4 réflexions au sujet de « Diète d’internet, le bilan : La rareté est abondance »

  1. Un bon contre-article sur l’illusion de « la liberté sans internet »

    http://www.theverge.com/2013/5/1/4279674/im-still-here-back-online-after-a-year-without-the-internet

    Morceau choisi :
    « And then, for some reason, even going to the post office sounded like work. I began to dread the letters and almost resent them.

    As it turned out, a dozen letters a week could prove to be as overwhelming as a hundred emails a day. And that was the way it went in most aspects of my life. A good book took motivation to read, whether I had the internet as an alternative or not. Leaving the house to hang out with people took just as much courage as it ever did.

    By late 2012, I’d learned how to make a new style of wrong choices off the internet. I abandoned my positive offline habits, and discovered new offline vices. Instead of taking boredom and lack of stimulation and turning them into learning and creativity, I turned toward passive consumption and social retreat. »

    • Merci beaucoup David pour ce lien et pour la citation qui résume bien la morale de l’article ! Du coup, j’ai pris la peine de le lire en entier. Ce que je crois en comprendre, c’est que si nous avons tendance à « gâcher notre temps », nous le ferons si nous allons sur internet ou pas. De même que j’ai certainement eu l’occasion de « gâcher mon temps » avant 1999, quand je n’utilisais pas internet (mais j’étais enfant ou adolescent, mon rapport au temps était beaucoup moins complexe, j’avais davantage l’impression d’avoir du temps à tuer que d’en manquer).

      Je vais continuer à te donner raison avec ce bilan personnel de ma journée. Suite à cette diète d’internet, j’évite maintenant de me connecter entre mes sessions bi-hebdmodaires, et j’ai une nouvelle fois vidé mon assiette de tâches. Seule et unique tâche de la prochaine assiette me restant en tête : travailler sur mon roman. Et bien je t’assure que j’ai trouvé plein d’astuce pour ne pas travailler dessus. Je me suis concentré sur mon travail salarié, et j’ai repris la lecture d’un pdf. Je te dis pas que j’ai sorti un jeu vidéo (chose qui ne fait heureusement plus partie de ma vie depuis trois ans) ou une bande dessinée.

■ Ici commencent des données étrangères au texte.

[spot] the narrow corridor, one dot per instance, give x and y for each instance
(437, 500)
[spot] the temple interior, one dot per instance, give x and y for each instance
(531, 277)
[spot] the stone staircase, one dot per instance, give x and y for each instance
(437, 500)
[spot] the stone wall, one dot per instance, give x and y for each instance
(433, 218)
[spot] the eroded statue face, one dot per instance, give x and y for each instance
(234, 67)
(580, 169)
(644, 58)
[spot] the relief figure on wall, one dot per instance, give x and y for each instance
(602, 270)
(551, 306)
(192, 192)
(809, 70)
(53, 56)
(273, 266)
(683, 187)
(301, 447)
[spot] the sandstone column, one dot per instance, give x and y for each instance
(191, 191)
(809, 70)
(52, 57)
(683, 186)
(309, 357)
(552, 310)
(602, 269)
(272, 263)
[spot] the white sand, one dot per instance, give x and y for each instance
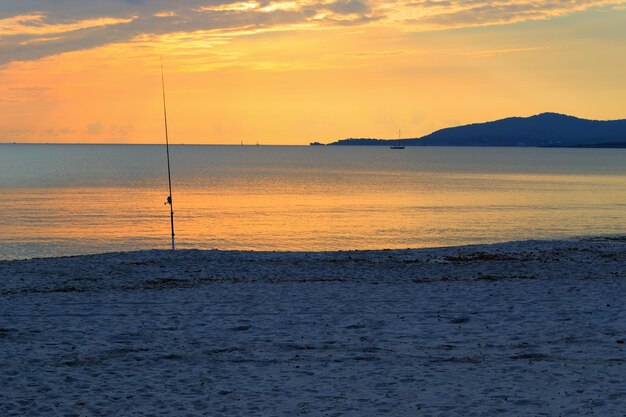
(517, 329)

J’ai travaillé, mais j’ai travaillé dans le but de remettre à demain ce qui était vraiment important : mon putain de roman.

      En ce qui me concerne, je reste sur un bilan positif de ma diète, et je précise que je n’ai jamais totalement arrêté internet, j’ai juste arrêté de l’utiliser avec compulsion.

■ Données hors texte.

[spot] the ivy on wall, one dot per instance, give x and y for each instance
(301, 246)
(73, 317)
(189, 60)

      Je sentais confusément qu’internet n’est pas le problème, tu viens de m’aider à le confirmer. Quant à vous, quelles sont vos activités de procrastination ?

  2. bonjour,

    Je suis un Bouddhiste roliste et t’a réflexion est ( à mon sens ) , d’une grande profondeur.
    je crois que l’un des enjeux pour les décennies à venir pour ce nouveau monde à venir , sera de gérer ce flux incroyable d’information .
    Comment faire face ?
    Comment redécouvrir le temps qui passe ?
    Comment nos ancètres avant le numérique et même les journaux , voyaient-ils le monde ?
    Comment cette société de la masse de tout , influence t-elle notre mental ?
    Un mental grandiose est-il en relation avec cette notion de bonheur ?

    Le JDR offre des perspectives pour que notre mental est la capacité de se projeter dans des univers multiples et comprendre que nos représentations sont illusoires mais beaucoup de rolistes loupent cette opportunités philosophiques du JDR pour aider à comprendre cette relativité de nos existences …

    Combattre oui !! mais pourquoi ?

    ludiquement votre

    christophe champalaune

    • Bonjour Christophe,

      Tes questions sont plus précieuses que des réponses !

      Je ne suis pas bouddhiste, mais je marque un certain intérêt pour le versant philosophique du bouddhisme.

      Je ne sais pas comment on peut faire face à la raréfaction des choses essentielles et la surabondances des choses inutiles. Sinon un certain sens du dépouillement. Refuser les dernières pour accepter les premières. Se détourner de l’inutile pour produire de l’essentiel.

      Concernant les apports du JDR, je suppose évidemment qu’on pourrait faire un jeu sur ce thème. Je ne suis pas certain qu’il soit déjà écrit. Cela dit, tu pourrais trouver intérêt à découvrir Monostatos de Fabien Hildwein, qui porte certains des thèmes qui te paraissent chers.